GREFFIER LORS DES DÉBATS :
Madame Diénéba KONÉ
PRONONCE :
Les parties ont été informées par voie électronique du prorogé du délibéré au 14 novembre 2024 et du prononcé de l’arrêt par sa mise à disposition au greffe
Le 14 novembre 2024 par mise à disposition de l’ordonnance au greffe de la Cour, les parties en ayant été préalablement avisées dans les conditions prévues au 2ème alinéa de l’article 450 du code de procédure civile, Mme Odile GREVIN, Présidente, faisant fonction de Conseiller de la mise en état a signé la minute avec
Mme Diénéba KONÉ, Greffière.
DECISION
En qualité de maître de l’ouvrage la société Sud Oise Immo a fait réaliser un ensemble immobilier destiné à accueillir des locaux à usage professionnel sur un terrain sis à [Localité 18].
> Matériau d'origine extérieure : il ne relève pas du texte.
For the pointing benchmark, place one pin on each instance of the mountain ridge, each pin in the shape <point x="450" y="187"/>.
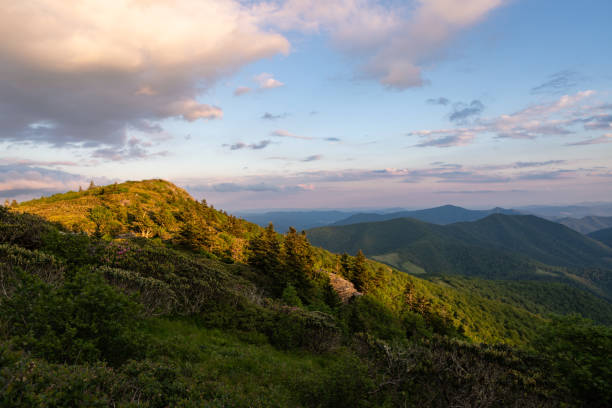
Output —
<point x="446" y="214"/>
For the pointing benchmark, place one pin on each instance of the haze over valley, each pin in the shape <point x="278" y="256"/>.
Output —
<point x="306" y="203"/>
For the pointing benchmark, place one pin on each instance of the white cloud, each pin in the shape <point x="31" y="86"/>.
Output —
<point x="267" y="81"/>
<point x="92" y="69"/>
<point x="607" y="138"/>
<point x="286" y="133"/>
<point x="241" y="90"/>
<point x="393" y="41"/>
<point x="556" y="118"/>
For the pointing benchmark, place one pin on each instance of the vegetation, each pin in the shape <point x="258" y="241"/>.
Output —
<point x="177" y="318"/>
<point x="604" y="236"/>
<point x="446" y="214"/>
<point x="500" y="246"/>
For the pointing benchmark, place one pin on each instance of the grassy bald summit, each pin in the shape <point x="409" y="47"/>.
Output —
<point x="137" y="294"/>
<point x="149" y="209"/>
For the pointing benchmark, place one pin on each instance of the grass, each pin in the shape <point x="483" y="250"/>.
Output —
<point x="241" y="369"/>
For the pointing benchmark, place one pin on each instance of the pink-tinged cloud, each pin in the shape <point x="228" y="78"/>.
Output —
<point x="607" y="138"/>
<point x="93" y="69"/>
<point x="267" y="81"/>
<point x="556" y="118"/>
<point x="392" y="41"/>
<point x="242" y="90"/>
<point x="286" y="133"/>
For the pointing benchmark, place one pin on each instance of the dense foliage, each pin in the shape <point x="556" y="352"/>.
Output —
<point x="101" y="319"/>
<point x="510" y="247"/>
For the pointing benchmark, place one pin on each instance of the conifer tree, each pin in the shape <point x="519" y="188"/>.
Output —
<point x="346" y="266"/>
<point x="265" y="255"/>
<point x="360" y="272"/>
<point x="299" y="259"/>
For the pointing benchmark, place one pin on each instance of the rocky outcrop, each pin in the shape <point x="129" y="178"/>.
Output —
<point x="345" y="289"/>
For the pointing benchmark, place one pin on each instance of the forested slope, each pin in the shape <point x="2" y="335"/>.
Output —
<point x="121" y="320"/>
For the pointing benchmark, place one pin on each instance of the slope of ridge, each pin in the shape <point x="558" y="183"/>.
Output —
<point x="540" y="239"/>
<point x="428" y="246"/>
<point x="496" y="247"/>
<point x="588" y="224"/>
<point x="300" y="220"/>
<point x="446" y="214"/>
<point x="603" y="235"/>
<point x="145" y="316"/>
<point x="149" y="209"/>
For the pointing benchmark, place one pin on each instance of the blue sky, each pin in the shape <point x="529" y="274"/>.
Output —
<point x="311" y="104"/>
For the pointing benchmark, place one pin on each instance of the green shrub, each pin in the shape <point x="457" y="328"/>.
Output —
<point x="580" y="356"/>
<point x="83" y="320"/>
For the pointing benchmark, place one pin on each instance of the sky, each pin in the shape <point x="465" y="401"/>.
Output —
<point x="311" y="103"/>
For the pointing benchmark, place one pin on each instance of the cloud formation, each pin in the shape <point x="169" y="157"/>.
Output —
<point x="559" y="82"/>
<point x="315" y="157"/>
<point x="87" y="72"/>
<point x="438" y="101"/>
<point x="23" y="182"/>
<point x="286" y="133"/>
<point x="267" y="81"/>
<point x="607" y="138"/>
<point x="393" y="41"/>
<point x="242" y="90"/>
<point x="270" y="116"/>
<point x="254" y="146"/>
<point x="463" y="111"/>
<point x="557" y="118"/>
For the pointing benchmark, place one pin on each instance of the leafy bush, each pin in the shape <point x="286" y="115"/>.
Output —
<point x="24" y="230"/>
<point x="15" y="260"/>
<point x="83" y="320"/>
<point x="292" y="327"/>
<point x="580" y="355"/>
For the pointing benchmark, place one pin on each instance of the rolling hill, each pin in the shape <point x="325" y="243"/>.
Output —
<point x="137" y="292"/>
<point x="300" y="220"/>
<point x="446" y="214"/>
<point x="603" y="235"/>
<point x="496" y="247"/>
<point x="588" y="224"/>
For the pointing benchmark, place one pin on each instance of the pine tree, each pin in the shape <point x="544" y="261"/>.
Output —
<point x="346" y="266"/>
<point x="299" y="260"/>
<point x="360" y="272"/>
<point x="265" y="255"/>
Sont notamment intervenues à l’opération de construction :
— la société Aménagement Conception et Construction A2C, en qualité de maître d’oeuvre et assurée par la société Gan assurances
— la société SO.RE.BAT pour le gros oeuvre assurée par la société Gan assurances
— la société Prestiplac pour les lots plâtrerie isolation / menuiseries extérieures assurée auprès de la société AXA France IARD
— la société Dekra Industrial en qualité de contrôleur technique.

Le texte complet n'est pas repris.